Co-Authors:
Gershoni, J.M., Department of Biophysics, The Weizmann Institute of Science, 76100 Rehovot, Israel
Lapidot, M., Department of Biological Chemistry, Institute of Life Sciences, The Hebrew University of Jerusalem, 91904 Jerusalem, Israel
Zakai, N., Department of Biological Chemistry, Institute of Life Sciences, The Hebrew University of Jerusalem, 91904 Jerusalem, Israel
Loyter, A., Department of Biological Chemistry, Institute of Life Sciences, The Hebrew University of Jerusalem, 91904 Jerusalem, Israel
Abstract:
Receptors for Sendai virions in human erythrocyte ghost membranes were identified by virus overlay of protein blots.
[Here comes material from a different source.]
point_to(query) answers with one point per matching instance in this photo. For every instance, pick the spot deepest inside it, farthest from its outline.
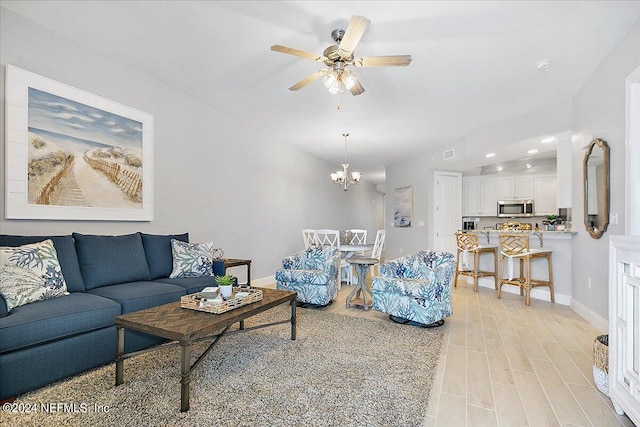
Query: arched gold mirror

Among the various erythrocyte polypeptides, only glycophorin was able to bind Sendai virions effectively. The detection of Sendai virions bound to glycophorin was accomplished either by employing anti-Sendai virus antibodies or by autoradiography, when 125I-labeled Sendai virions were used. The binding activity was associated with the viral hemagglutinin/neuraminidase (HN) glycoprotein, as inferred from the observation that the binding pattern of purified HN glycoprotein to human erythrocyte membranes was identical to that of intact Sendai virions. No binding was observed when blots, containing either human erythrocyte membranes or purified glycophorin, were probed with the viral fusion factor (F glycoprotein). Active virions competed effectively with the binding of 125I-labeled Sendai virions (or purified HN glycoprotein), whereas no competition was observed with inactivated Sendai virus. The results of the present work clearly show that protein blotting can be used to identify virus receptors in cell membrane preparations. © 1986.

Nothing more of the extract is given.